I would like to go into law or medicine because I know that I'm capable of either. But either would require lots of money I guess.
>>616998 >probable STEMfag getting butthurt over muh data >title of chart, "Students are not Graduating with the Degrees that Pay" >key words to title, "Degrees" and "Pay" >STEMfag having reading comprehension or knowing what key words are (lel) >x axis is degrees >y axis ????????? Oh you're right, the chart is flawed. We must throw this data out.
>>616965 >ROTC >BA History >Get into Seminary >Become Chaplain Candidate >M.Div >Become Army Chaplain >Minister to soldiers, build ministry experience, see Christian soldiers grow in their relationship with God >Possibly get Ph.D. after I get out and become either a history professor or pastor
This is the path I'm looking at. Not really my choice though. I'm glad to be chosen to do something so important, though.
The point of me posting is just to show that studying history is not a waste of time. History doesn't necessarily translate directly into something else, because it's not a trade. History is known to be one of the BEST preparatory majors for graduate studies in law, business, theology, and many other things. If you want to do something needing beyond a bachelor's, consider history if you like it. It will not hurt you, unless your upper education is going to be STEM. Within the humanities, history is the best.
>>618647 Generally speaking it's mostly for the diploma that allows you to make shitty piece of spaghetti code with no documentation for some bank, slack in work only solving critical issues and get huge paycheck with the satisfaction that if they'll throw you out, nobody will understand anything from your code so you always have an upper hand in negotiations.
If you don't have a degree banks likely won't want to hire you since they want actual professionals to handle their stuff.
>>618683 The thing is that it can't go wrong.

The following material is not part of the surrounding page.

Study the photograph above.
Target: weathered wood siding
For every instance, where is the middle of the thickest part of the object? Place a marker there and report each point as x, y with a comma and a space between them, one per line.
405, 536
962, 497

You can be shitty coder so you'll make money in start-ups. You can be great and make lots of money in software programming and "serious" contracts.
If you'd pick chemistry and end up being poor chemist you're going to McDonalds. If you'd pick Electric Engineering and end up being shitty EE you'll earn pennies for making installations which is something you could do after trade school.
This is going to sound arrogant but not everyone can do STEM at a much harsher degree than is true for the humanities. It was mind blowing how much easier upper division history courses were compared to my upper division Computer Engineering courses.
Although, for all the shit that humanities majors get, business majors are let off the hook so much. A business "degree" is the biggest crock of shit in the entire US education system and requires the brain power of a gnat to acquire.
I've been stuck in a dead end office job for nearly a year. Making my move out of here by applying for a temp teaching certificate. I have an offer to teach AP US History and AP Human Geo at a high school, I'm probably going to take that up and get out of here.
>>618927 If you write good-paying articles at a fairly swift clip, you can make enough to live by.
It's incredibly hard to do this, however, which is why at the moment I'm living in my parents' house. So it's not necessarily something to pursue unless it's your genuine passion--or, again, if you're REALLY good at it, because sooner or later talent wins out and you'll hit it big.
>>618166 This is the problem. And the uni system as a whole has become vocationalized. As much as 4chan likes to STEM-bait it's not like those degrees are that much harder to attain. The whole system spoon-feeds you every subject, and you're not even expected to understand it.